At GTC 2019, there were a number of great demos by both NVIDIA and its partners. One NVIDIA specifically briefed the press on doing a live demonstration before the Keynote session at San Jose State. NVIDIA GauGAN is a model trained on a myriad of photos. Its application and output are quite amazing. Given a rough sketch of what a composer wants a scene to include, it is able to generate a scene that incorporates those elements.

NVIDIA GauGAN at GTC 2019

The NVIDIA GauGAN demo at GTC 2019 was immensely interesting. My friends and family all know that I have, what can be termed as, “limited artistic skill.” More succinctly, I failed coloring in kindergarten and never recovered. The concept of creating a photorealistic scene with my drawing seemed farfetched to me before seeing this demo.

Here is the NVIDIA demo of GauGAN to give you an idea of what it can do:

By composing a scene based on what you want to see in different locations of the frame, GauGAN is able to fill in that scene. What is amazing is not just the basic nature of this capability. One can change the settings to different seasons or time of day and the network changes the image output. For example, if you have a tree GauGAN will give it leaves in the summer and just branches in the winter when the scene is covered in snow.

Here is an NVIDIA sample input and output.

NVIDIA GauGAN Scene 2
NVIDIA GauGAN Scene 2

I asked if I could try it myself to see if my poor artistic skills can be rectified and I was told no. Still, we saw a live demo before the GTC keynote this week. The sample images may be the best examples, but they capture the essence of what GauGAN does fairly well based on what we saw in the live demo.

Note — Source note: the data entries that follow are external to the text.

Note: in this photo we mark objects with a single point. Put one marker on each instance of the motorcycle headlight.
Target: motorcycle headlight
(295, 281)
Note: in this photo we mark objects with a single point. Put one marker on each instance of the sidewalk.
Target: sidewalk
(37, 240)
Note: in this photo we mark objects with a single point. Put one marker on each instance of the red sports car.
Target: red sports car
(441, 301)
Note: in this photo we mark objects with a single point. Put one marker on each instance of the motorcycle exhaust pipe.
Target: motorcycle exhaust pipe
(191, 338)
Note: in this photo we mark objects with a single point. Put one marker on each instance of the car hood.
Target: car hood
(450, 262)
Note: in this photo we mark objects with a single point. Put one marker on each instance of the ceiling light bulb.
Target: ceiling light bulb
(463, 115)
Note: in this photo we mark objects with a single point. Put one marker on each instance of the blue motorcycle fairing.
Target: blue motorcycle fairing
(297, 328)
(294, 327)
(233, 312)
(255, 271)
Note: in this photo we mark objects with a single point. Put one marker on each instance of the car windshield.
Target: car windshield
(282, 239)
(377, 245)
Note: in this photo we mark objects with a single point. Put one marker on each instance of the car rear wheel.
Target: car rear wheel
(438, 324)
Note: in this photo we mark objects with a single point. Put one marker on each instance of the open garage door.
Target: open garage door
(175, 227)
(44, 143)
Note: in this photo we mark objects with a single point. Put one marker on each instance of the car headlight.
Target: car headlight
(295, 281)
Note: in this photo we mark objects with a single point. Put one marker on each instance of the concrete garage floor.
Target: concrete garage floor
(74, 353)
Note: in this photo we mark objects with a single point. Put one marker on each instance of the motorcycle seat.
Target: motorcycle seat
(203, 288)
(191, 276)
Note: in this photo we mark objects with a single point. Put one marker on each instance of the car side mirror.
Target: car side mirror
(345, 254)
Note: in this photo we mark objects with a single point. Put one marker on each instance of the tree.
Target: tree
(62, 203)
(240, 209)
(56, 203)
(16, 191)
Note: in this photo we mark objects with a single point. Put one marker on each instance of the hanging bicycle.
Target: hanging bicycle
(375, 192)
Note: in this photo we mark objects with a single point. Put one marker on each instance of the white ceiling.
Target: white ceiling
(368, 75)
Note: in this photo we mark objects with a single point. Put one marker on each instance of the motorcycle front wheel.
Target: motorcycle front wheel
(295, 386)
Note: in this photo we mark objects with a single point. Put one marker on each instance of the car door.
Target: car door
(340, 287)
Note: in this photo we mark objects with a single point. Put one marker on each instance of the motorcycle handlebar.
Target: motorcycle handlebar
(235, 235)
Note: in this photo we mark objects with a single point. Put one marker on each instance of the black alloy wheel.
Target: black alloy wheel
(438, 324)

Some of the finer details were a bit more spectacular. One example the company showed is that by adding a mountain and a lake element to the scene, GauGAN actually adds the mountain’s reflection to the lake’s surface. Changes like adding the lake, with reflection, happened single digit seconds after they were made, not hours after the fact. Frankly, a lot of this happened faster than standard Adobe Photoshop filters get applied on a high-end workstation.

There were still a few rough edges. Some of the boundaries did not look perfect using wide brush strokes. We were told there are still a few improvements but using a finer brush would have yielded better results, albeit not created at a pace fast enough for a live demo in front of an audience.